In the ASR-based interactive video activity, students watched multiple related video clips in which two English speakers talked about an issue (e.g., what topic to talk about in a presentation). At the end of each video clip, one of the speakers looked at the camera and asked a question, encouraging the student watcher to respond or give their opinions. The students then pressed a “speak” button which activated their device’s local ASR and spoke their answers. When they finished speaking, they pressed a “stop” button. The recognized text appeared on the screen and students could check if their utterances were recognized as they intended to speak them. If they were not satisfied that the text accurately represented what they wanted to say, they could press a “retry” button which erased the text and allowed them to rerun the ASR. However, they were unable to type their responses or inserted them in any way other than via the ASR, so the instructors could be relatively sure that they actually practiced speaking outside of the classroom. When students finished all of their responses, they pressed the “send” button to send their responses to their instructor.
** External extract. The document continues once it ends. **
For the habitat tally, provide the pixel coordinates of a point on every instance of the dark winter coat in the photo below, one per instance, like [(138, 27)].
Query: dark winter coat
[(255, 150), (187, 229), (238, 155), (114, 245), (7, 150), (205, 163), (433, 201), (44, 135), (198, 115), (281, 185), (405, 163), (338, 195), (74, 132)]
The activity described above was coded in HTML and Google Script, and the code is available at https://github.com/springuistics/Video-ASRforEFL. We selected these programming languages for ease of adaptability across devices and also because it is relatively easy for others to change colors, texts and videos in the HTML code, and this allows for other interested parties to use the code themselves. Additionally, Google Script was selected because it allows for the HTML form to accept student answers and write the data into a predetermined Google Sheet, which makes it easy for instructors to monitor students’ progress and answers. Furthermore, we added a feature to the code used in this study to track and record the number of times that students pressed the “retry” button. This allowed us to obtain further insights into how many times students attempted the speaking practice.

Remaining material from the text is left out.